Наталья понесла на сеновал тулуп, подушку, стеганое одеяло. Манаков присел на крыльцо. Оно было сырым: след вечернего тумана.
В соседнем доме с высокой антенной играл радиоприемник. Звуки скрипок, стремительные, как стрижи, уносились в темноту. Манаков слушал, и ему чудилось, что звучат не струны, а лучи луны, всплывшей над степью. И еще почему-то мерещилось, что где-то в поле расцвел шиповник, а вокруг него покачиваются ромашки и колокольчики и летают стрекозы, шелестят слюдяными крыльями.
Слушая музыку, Манаков забыл, что находится на кругловском дворе: она как бы растворила его в себе и унесла в синеву, к облакам.
Шаркнула о землю плетеная огородная дверь, закачалась, направляясь к колодцу, широкая фигура Круглова. Секундой позже заскрипела лестница: с сеновала слезала Наталья.
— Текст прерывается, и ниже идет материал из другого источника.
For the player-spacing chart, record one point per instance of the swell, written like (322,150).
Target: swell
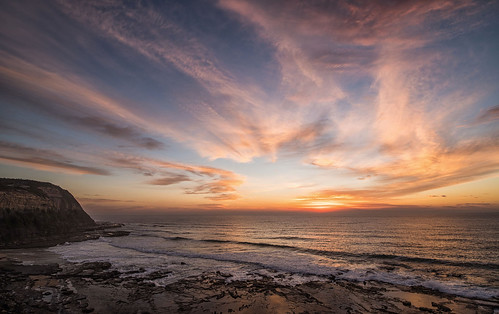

Круглов опустил бадью в колодец. Из чуткой утробы колодца вырвался жестяной гром. Бешено завертелась коловерть, сверкая железной рукояткой. Вскоре бадья плюхнулась в воду. Пролязгала цепь, туго подергалась и застыла.
Круглов поставил бадью на край сруба, долго пил, Наталья погладила мужа по плечу.
— Петя, Петь, хватит надуваться. Простынешь.
Круглов оттолкнул ее локтем.
— Уйди, жажда у меня. Жажда.
— Не сердись, родной, — попробовала приласкаться к нему Наталья, но он упрямо отодвинул ее рукой.
— Понимаешь, жажда?
Затихли шаги Натальи в доме. У соседей выключили радиоприемник.